The challenge overview
For dashboard week day 3, our mission is to connect to ArcGIS and create a dashboard from a dataset from there. Sounds easy enough, right? Except it wasn’t. The government’s website couldn’t be any slower and most of the datasets we tried either gave an error page or didn’t have much in it. The only thing that worked and had quite a bit of data was Land zoning datasets which contain several tables such as building height, lot area, and heritage sites. By the time we got our hands onto the dataset, it was already noon. I (randomly) picked building height and tried to weave a story out of it. The dataset is on the maximum building height allowed for an area. I immediately thought of housing prices. Would housing prices be higher in areas where the maximum building height is higher?
I quickly searched up for a dataset on housing prices and found one from here. The joining didn’t work too well but there were not many records so I did some adjustments to join them up. Everything worked out fine…except there was no relationship. No for metro, no for rural areas. Okay, calm down, let’s add some other datasets, like population, household income, distance to sydney CBD etc. By then, it was already 4pm and I was still prepping the data…. Enough rambling, let’s talk about the technical process.
The technical process
Step 1: Data prepping
As I wrote above, my starting point was the building height (which contains the shapefiles) but the final story I ended up with was on housing prices and rent. As a result, the workflow is a bit clunky. I really didn’t need the ArcGIS dataset on building height because there was no correlation and I could have used the LGA shapefile instead of the shapefile from this dataset. However, this was part of the challenge so I tried to incorporate data from this dataset.

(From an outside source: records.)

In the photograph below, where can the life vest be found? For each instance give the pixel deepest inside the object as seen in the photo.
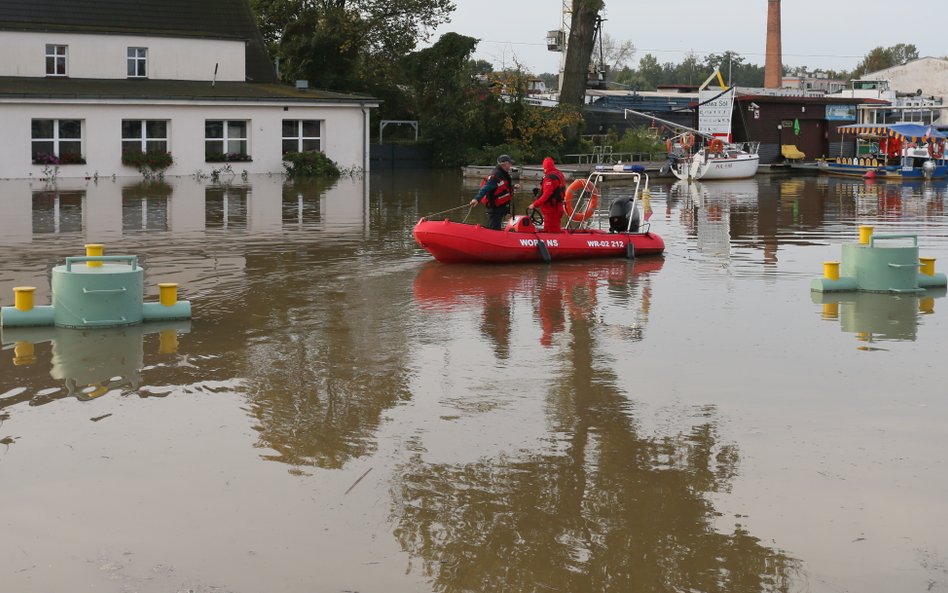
(559, 192)
(501, 195)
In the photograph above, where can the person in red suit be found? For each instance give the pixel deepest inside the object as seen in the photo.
(551, 197)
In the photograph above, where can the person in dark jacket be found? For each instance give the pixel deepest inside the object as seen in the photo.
(551, 197)
(497, 192)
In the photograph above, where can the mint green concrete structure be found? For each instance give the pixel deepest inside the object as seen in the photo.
(109, 294)
(889, 263)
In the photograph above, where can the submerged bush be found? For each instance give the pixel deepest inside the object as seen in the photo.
(151, 163)
(311, 163)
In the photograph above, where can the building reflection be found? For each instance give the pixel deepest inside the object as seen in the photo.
(594, 510)
(875, 317)
(102, 209)
(88, 363)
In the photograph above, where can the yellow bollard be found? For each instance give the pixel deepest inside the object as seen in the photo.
(23, 297)
(167, 341)
(95, 250)
(167, 293)
(831, 270)
(23, 353)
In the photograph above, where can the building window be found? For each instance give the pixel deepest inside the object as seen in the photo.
(301, 135)
(137, 62)
(57, 141)
(55, 60)
(144, 135)
(225, 140)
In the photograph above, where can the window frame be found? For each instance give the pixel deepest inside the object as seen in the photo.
(300, 138)
(133, 61)
(226, 138)
(52, 53)
(56, 139)
(144, 138)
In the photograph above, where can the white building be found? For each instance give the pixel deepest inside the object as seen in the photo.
(924, 78)
(83, 81)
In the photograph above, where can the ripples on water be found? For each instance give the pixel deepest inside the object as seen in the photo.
(584, 426)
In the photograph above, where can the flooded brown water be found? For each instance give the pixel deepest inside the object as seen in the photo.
(344, 414)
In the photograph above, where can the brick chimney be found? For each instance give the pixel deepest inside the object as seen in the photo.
(773, 64)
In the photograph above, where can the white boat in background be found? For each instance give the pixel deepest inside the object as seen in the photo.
(716, 160)
(714, 156)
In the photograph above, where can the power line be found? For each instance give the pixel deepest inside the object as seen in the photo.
(691, 51)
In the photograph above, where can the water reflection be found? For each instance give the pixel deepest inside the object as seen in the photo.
(875, 317)
(637, 427)
(606, 506)
(556, 290)
(89, 363)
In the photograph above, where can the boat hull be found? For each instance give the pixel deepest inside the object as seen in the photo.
(883, 172)
(740, 167)
(453, 242)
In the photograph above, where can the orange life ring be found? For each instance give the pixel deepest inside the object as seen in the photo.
(574, 194)
(936, 150)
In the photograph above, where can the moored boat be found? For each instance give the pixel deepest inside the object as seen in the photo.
(718, 160)
(523, 241)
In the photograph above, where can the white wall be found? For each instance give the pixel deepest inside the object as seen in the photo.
(344, 135)
(104, 56)
(928, 74)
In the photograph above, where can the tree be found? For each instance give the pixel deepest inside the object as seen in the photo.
(616, 54)
(348, 45)
(578, 53)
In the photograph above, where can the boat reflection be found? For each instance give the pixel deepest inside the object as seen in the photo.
(706, 210)
(89, 363)
(595, 507)
(559, 292)
(875, 317)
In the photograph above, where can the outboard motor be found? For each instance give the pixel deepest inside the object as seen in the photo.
(619, 213)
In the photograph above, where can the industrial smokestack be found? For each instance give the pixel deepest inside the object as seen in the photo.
(773, 65)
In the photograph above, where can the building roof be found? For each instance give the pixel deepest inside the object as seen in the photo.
(215, 19)
(164, 90)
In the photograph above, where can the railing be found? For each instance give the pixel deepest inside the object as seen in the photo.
(600, 157)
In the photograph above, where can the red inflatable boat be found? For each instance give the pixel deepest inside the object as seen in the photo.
(520, 241)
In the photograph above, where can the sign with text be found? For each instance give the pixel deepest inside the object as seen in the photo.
(714, 112)
(841, 112)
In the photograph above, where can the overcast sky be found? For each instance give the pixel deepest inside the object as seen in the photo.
(831, 34)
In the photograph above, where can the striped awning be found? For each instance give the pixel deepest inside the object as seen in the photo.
(904, 132)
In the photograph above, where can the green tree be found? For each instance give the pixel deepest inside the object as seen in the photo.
(578, 53)
(441, 86)
(347, 45)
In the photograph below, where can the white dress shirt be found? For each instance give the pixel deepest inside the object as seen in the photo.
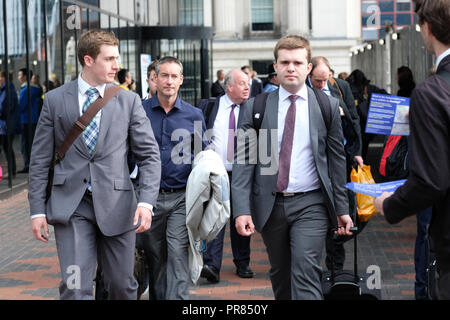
(220, 129)
(83, 86)
(302, 174)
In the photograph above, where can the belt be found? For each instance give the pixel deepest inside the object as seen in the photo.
(289, 194)
(170, 190)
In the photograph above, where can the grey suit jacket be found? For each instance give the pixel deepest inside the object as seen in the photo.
(255, 192)
(123, 125)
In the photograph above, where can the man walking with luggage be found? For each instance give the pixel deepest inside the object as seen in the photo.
(294, 206)
(428, 182)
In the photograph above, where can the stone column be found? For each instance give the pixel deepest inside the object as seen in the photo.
(225, 19)
(298, 17)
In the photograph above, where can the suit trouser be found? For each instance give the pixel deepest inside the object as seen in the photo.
(420, 253)
(79, 243)
(443, 283)
(240, 246)
(295, 236)
(166, 248)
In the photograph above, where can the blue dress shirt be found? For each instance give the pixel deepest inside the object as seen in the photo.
(184, 124)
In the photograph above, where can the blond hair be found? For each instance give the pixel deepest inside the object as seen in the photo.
(91, 41)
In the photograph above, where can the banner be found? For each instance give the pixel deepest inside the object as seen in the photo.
(388, 115)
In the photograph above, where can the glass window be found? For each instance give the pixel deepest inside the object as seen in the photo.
(262, 15)
(403, 19)
(190, 12)
(403, 5)
(367, 6)
(387, 18)
(387, 6)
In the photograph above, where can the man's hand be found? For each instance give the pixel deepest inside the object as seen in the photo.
(359, 160)
(146, 219)
(344, 225)
(378, 202)
(37, 224)
(244, 225)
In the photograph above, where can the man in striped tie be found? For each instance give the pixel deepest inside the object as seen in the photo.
(93, 207)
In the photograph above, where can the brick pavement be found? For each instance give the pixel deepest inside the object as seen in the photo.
(29, 269)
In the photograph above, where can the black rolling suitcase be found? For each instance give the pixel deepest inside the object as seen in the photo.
(348, 285)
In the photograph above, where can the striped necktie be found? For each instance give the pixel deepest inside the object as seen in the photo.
(90, 134)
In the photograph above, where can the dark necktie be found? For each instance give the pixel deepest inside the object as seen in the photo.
(231, 146)
(286, 146)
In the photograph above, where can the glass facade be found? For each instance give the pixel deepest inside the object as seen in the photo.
(377, 14)
(40, 37)
(262, 15)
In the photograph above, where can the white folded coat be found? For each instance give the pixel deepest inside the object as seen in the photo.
(207, 206)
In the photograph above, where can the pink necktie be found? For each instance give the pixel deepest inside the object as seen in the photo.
(231, 146)
(286, 146)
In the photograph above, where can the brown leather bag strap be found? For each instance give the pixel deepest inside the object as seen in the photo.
(82, 122)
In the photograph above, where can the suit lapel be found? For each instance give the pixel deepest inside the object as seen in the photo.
(72, 108)
(105, 120)
(213, 114)
(314, 121)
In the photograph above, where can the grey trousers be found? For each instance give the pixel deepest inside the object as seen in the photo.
(295, 236)
(79, 243)
(166, 248)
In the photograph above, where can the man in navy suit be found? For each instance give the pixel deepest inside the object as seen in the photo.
(428, 182)
(222, 116)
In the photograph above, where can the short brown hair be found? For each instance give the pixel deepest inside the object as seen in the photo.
(151, 67)
(437, 14)
(315, 61)
(91, 41)
(292, 42)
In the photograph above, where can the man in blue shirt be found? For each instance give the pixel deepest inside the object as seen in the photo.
(29, 122)
(8, 116)
(178, 128)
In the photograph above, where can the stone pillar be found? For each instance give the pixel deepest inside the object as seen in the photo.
(225, 19)
(298, 17)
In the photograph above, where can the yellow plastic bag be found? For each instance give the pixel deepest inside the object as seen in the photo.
(366, 208)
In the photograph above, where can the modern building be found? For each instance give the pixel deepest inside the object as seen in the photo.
(376, 15)
(248, 32)
(41, 36)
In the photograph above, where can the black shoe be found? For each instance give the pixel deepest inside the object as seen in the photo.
(210, 273)
(24, 170)
(244, 272)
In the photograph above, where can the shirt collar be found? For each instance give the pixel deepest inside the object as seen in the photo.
(228, 102)
(83, 86)
(441, 57)
(302, 93)
(155, 102)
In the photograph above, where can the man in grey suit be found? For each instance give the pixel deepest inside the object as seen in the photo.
(296, 196)
(92, 206)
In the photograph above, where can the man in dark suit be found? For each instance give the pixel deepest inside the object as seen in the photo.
(320, 79)
(294, 190)
(218, 87)
(428, 182)
(223, 119)
(255, 85)
(93, 206)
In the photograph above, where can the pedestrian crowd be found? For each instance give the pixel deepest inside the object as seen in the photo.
(121, 188)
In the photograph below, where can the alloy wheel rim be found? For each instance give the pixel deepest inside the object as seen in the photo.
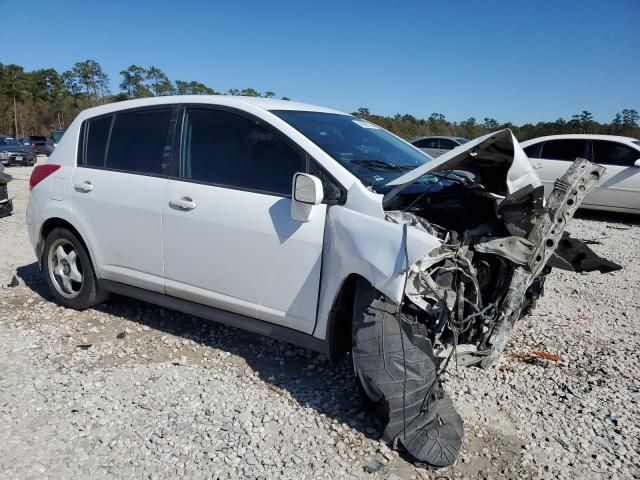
(65, 268)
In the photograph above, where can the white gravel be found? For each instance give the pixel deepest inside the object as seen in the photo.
(130, 390)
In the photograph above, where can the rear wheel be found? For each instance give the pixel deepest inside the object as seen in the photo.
(69, 272)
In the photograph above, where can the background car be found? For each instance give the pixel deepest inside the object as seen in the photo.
(56, 135)
(40, 144)
(436, 146)
(618, 190)
(6, 205)
(12, 152)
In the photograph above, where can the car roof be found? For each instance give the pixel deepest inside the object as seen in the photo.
(449, 137)
(579, 136)
(224, 100)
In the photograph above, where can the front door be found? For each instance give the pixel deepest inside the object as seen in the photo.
(229, 240)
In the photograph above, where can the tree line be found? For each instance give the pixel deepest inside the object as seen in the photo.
(40, 101)
(407, 126)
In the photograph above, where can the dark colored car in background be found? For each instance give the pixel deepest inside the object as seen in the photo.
(40, 144)
(14, 152)
(56, 135)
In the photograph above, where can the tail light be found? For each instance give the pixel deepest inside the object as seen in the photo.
(41, 172)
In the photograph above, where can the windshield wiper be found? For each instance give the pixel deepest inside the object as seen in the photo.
(380, 164)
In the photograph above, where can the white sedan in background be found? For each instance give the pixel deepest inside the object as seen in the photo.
(619, 188)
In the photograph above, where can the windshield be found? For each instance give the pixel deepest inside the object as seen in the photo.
(371, 153)
(4, 141)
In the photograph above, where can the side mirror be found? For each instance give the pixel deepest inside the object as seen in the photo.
(306, 193)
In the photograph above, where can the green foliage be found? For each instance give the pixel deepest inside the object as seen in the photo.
(408, 126)
(43, 100)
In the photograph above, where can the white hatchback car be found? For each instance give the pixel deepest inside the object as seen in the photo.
(619, 188)
(311, 226)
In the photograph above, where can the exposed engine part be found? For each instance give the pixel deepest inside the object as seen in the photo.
(461, 300)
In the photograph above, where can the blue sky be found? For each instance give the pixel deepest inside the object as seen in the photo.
(519, 61)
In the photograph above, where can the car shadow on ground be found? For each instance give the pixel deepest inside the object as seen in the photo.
(310, 379)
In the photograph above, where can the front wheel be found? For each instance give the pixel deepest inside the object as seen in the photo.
(397, 373)
(69, 272)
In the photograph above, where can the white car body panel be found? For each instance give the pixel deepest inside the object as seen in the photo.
(618, 189)
(358, 240)
(241, 251)
(520, 174)
(120, 203)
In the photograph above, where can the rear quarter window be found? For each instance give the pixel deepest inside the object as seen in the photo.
(97, 134)
(533, 151)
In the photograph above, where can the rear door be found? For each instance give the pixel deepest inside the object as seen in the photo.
(229, 240)
(552, 159)
(118, 192)
(620, 186)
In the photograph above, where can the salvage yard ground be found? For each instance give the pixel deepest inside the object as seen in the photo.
(130, 390)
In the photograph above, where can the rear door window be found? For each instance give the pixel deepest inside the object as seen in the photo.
(614, 153)
(228, 149)
(568, 149)
(140, 141)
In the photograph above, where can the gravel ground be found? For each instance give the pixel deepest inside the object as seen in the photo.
(130, 390)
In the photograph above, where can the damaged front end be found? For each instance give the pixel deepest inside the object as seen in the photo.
(6, 204)
(498, 241)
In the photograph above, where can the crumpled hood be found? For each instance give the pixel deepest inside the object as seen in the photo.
(496, 158)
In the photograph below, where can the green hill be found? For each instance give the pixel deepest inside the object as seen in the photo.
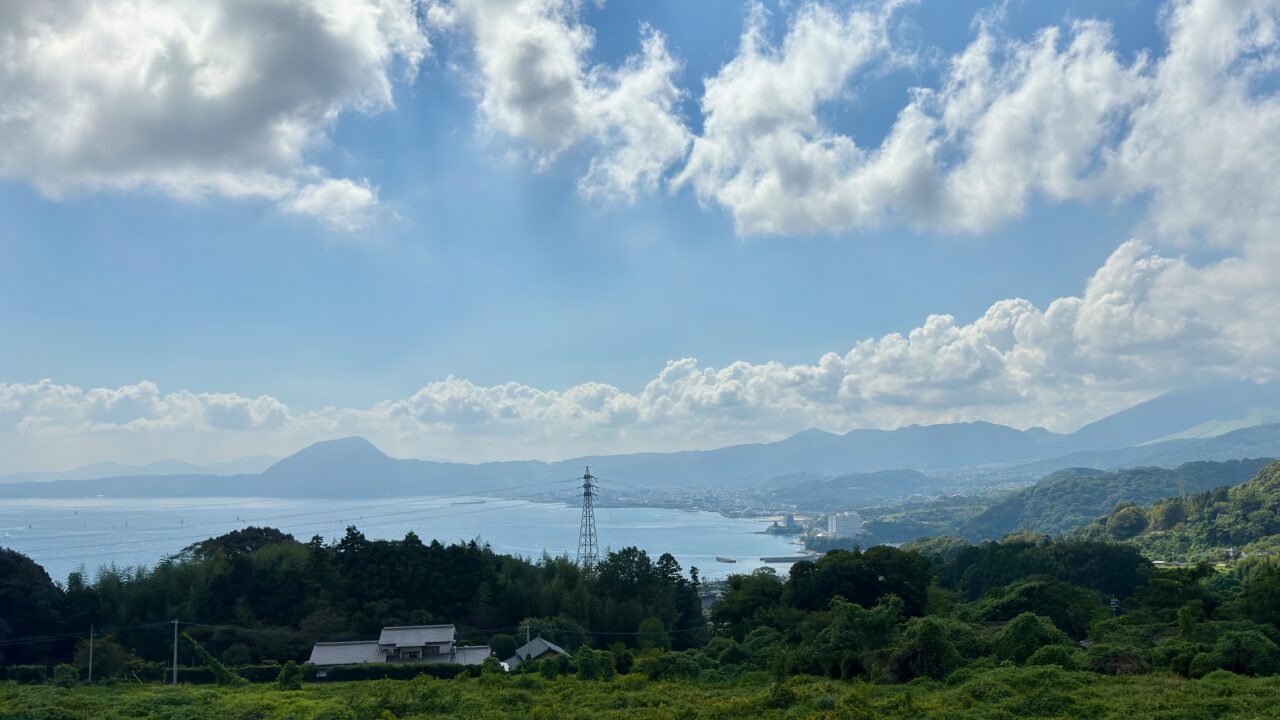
(1066, 500)
(1057, 504)
(1201, 525)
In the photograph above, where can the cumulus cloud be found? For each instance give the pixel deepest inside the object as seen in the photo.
(1143, 323)
(196, 99)
(1061, 115)
(536, 86)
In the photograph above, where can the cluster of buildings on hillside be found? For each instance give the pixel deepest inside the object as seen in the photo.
(423, 643)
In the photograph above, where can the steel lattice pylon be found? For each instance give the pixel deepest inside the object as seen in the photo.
(588, 550)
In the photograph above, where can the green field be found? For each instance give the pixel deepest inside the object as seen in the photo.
(997, 693)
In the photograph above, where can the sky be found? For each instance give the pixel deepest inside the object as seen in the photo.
(481, 229)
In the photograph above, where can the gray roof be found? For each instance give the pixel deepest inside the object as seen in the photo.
(471, 655)
(416, 636)
(534, 648)
(347, 654)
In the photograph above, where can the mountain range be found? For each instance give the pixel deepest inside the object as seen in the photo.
(1165, 431)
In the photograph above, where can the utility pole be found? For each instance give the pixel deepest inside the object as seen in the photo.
(176, 651)
(588, 551)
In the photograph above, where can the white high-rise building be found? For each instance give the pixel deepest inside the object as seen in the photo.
(844, 524)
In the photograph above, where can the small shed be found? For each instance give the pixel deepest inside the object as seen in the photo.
(536, 648)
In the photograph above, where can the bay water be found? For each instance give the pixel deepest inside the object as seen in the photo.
(65, 534)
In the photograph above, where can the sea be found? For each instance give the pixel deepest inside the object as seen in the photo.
(64, 536)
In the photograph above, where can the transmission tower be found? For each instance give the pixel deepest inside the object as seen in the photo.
(588, 550)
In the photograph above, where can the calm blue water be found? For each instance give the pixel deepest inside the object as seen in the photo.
(63, 534)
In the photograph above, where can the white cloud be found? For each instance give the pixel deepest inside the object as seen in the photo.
(538, 87)
(1061, 117)
(196, 98)
(1143, 323)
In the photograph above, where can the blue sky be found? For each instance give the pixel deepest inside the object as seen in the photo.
(481, 259)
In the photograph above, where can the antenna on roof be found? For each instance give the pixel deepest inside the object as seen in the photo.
(588, 550)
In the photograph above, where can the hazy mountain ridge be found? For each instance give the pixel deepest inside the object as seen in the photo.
(988, 454)
(97, 470)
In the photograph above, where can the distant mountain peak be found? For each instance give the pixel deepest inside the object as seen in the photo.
(333, 452)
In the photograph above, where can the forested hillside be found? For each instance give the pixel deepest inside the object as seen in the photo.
(1201, 525)
(1057, 504)
(1070, 499)
(941, 609)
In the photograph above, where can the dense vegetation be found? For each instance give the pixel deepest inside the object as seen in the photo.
(1201, 525)
(999, 693)
(1057, 504)
(846, 492)
(270, 596)
(1024, 627)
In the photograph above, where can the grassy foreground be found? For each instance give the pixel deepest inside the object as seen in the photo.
(999, 693)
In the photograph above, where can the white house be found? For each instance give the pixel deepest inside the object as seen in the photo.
(536, 648)
(405, 643)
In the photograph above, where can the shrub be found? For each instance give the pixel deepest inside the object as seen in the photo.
(219, 671)
(594, 664)
(26, 674)
(289, 677)
(1115, 660)
(389, 671)
(1175, 656)
(622, 657)
(65, 675)
(1247, 652)
(1024, 634)
(503, 646)
(237, 654)
(668, 666)
(1060, 655)
(924, 650)
(653, 634)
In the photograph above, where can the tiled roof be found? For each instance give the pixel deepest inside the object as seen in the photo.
(471, 655)
(416, 636)
(534, 648)
(347, 654)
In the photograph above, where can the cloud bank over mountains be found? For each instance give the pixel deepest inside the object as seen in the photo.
(1143, 323)
(186, 99)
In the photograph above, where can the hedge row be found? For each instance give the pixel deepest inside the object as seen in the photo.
(158, 673)
(387, 670)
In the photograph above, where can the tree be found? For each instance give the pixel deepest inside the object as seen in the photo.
(30, 604)
(1247, 652)
(594, 664)
(65, 675)
(1024, 634)
(110, 659)
(924, 650)
(503, 646)
(1127, 522)
(289, 677)
(653, 634)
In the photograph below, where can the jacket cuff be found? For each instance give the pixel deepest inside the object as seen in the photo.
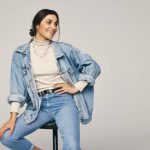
(15, 107)
(80, 85)
(88, 78)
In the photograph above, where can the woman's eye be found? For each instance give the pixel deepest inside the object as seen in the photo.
(48, 22)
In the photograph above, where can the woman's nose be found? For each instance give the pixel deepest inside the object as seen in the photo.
(53, 26)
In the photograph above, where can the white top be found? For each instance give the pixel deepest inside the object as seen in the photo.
(45, 69)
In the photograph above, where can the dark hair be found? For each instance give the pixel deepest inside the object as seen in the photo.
(39, 17)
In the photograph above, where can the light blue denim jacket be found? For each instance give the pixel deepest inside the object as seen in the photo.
(73, 66)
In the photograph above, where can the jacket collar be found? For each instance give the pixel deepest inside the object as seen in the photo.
(55, 45)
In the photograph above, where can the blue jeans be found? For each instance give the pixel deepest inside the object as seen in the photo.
(58, 107)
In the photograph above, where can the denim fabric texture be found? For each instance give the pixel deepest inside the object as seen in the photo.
(73, 66)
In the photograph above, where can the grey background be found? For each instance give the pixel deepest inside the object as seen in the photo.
(116, 33)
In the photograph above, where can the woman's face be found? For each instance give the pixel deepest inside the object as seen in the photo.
(47, 28)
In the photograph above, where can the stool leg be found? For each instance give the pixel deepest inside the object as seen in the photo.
(55, 139)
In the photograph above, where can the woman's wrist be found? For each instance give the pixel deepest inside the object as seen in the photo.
(13, 116)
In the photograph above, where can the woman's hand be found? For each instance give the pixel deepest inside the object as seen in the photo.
(9, 125)
(65, 87)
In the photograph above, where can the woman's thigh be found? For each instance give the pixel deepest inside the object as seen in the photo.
(67, 118)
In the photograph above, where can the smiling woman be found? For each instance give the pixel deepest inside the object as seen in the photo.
(55, 80)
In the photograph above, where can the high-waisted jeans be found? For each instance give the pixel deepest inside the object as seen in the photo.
(58, 107)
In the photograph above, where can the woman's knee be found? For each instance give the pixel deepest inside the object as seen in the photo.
(8, 140)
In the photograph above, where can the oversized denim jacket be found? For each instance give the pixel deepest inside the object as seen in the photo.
(73, 66)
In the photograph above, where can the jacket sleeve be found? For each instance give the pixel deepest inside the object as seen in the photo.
(89, 69)
(17, 83)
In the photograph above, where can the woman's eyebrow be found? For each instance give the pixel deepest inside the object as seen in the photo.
(51, 20)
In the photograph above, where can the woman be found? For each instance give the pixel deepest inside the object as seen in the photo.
(55, 81)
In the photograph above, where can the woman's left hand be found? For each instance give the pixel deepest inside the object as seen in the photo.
(65, 87)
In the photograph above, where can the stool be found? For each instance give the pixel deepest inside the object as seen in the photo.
(53, 126)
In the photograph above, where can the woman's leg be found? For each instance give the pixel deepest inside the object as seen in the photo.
(17, 141)
(66, 115)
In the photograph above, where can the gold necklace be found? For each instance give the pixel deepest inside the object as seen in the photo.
(37, 51)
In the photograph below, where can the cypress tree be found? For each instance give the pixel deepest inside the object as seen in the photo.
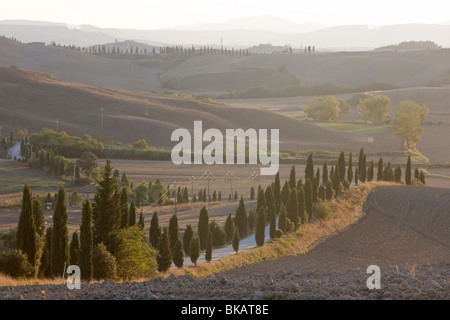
(173, 231)
(341, 166)
(273, 224)
(164, 258)
(132, 215)
(301, 206)
(240, 219)
(87, 244)
(398, 174)
(236, 240)
(285, 193)
(203, 228)
(178, 257)
(107, 213)
(422, 177)
(408, 171)
(124, 208)
(292, 178)
(292, 209)
(308, 198)
(141, 223)
(260, 227)
(74, 249)
(229, 228)
(321, 193)
(208, 253)
(277, 191)
(329, 189)
(59, 254)
(309, 170)
(194, 250)
(26, 230)
(325, 173)
(350, 168)
(187, 236)
(380, 170)
(282, 218)
(154, 231)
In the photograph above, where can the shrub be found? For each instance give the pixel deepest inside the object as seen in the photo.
(105, 265)
(15, 263)
(323, 211)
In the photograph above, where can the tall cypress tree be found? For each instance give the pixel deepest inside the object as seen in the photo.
(380, 170)
(154, 231)
(341, 166)
(324, 173)
(408, 171)
(187, 236)
(164, 258)
(350, 168)
(124, 208)
(277, 191)
(292, 209)
(308, 198)
(132, 214)
(26, 229)
(203, 227)
(87, 242)
(74, 249)
(59, 254)
(292, 178)
(240, 219)
(260, 227)
(309, 170)
(107, 213)
(173, 231)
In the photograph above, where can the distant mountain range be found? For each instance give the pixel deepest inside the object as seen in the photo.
(242, 32)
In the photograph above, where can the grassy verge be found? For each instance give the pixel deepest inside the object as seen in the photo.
(346, 210)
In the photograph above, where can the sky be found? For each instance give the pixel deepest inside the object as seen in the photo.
(151, 14)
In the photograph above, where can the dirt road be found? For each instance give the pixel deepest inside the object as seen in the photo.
(402, 225)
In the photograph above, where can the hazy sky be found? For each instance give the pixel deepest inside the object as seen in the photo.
(151, 14)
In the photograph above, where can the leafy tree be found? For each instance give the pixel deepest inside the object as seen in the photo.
(408, 118)
(178, 256)
(241, 220)
(173, 231)
(208, 254)
(309, 169)
(164, 258)
(132, 215)
(60, 254)
(187, 236)
(236, 239)
(74, 249)
(282, 218)
(105, 264)
(408, 171)
(26, 231)
(135, 258)
(229, 227)
(87, 244)
(154, 231)
(375, 108)
(194, 250)
(380, 170)
(260, 227)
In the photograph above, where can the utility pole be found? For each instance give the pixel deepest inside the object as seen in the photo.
(102, 109)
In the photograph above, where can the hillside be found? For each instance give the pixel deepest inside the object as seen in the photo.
(33, 100)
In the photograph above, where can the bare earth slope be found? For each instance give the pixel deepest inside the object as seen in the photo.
(403, 225)
(33, 101)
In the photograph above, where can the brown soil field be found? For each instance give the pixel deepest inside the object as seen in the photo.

As a result, I encountered 2 challenges.
(1) Different level of granularity
The datasets on housing prices and rents are at the level of suburbs (LGA). However, the ArcGIS dataset is at a lower level, the block level. As a result, I needed to aggregate the ArcGIS dataset for measures such as building height but I needed the spacial objects as it is (obviously, you can’t sum or average spatial objects). Because of this problem, I ended up with 2 datasets, one just for the shapefile (at the block level) and one for aggregating the building height. All this effort I went through and there was no correlation!!!
Some of the datasets on attributes for suburbs do not have a LGA code. As a result, I needed to do some fuzzy matching which takes more time than usual. Furthermore, there were about 5 tables. After some cleaning, I tried to join in Tableau but it caused some errors when I tried to build the scatterplot so I had to go back into Alteryx again to join them all together and only join 2 tables in Tableau. I won’t show the workflow, it’s just lots of joining…
Step 2: Investigation & Visualisation
Once I got the data, the first 2 charts I built are a map and a scatterplot. Through the map, I can see that in Sydney metro areas, the rent and housing prices are higher than rural (obviously). I added some parameters to switch the axis in the scatterplot and group them into rural and urban. I can see how they differ. At this stage, I kind of had an insight and a story. All that’s left is just about pulling them together on a dashboard and add some user interactivity.
Overall, a city dweller pay rent twice as much as a rural dweller, while earning only 1.3 times more and they are slightly younger than rural areas. So you can see that the living standard is probably higher in the rural areas than in Sydney metro. The two factors influencing housing prices/rents the most are population density and household income. In rural area, distance to sydney CBD didn’t really matter as much as in Sydney (makes sense because they probably have their own shopping areas. For next iteration, I probably should calculate that instead). Building height and suburb’s median age didn’t matter. I also included a suburb profile so the viewers can click around different suburbs and have fun seeing how they differ.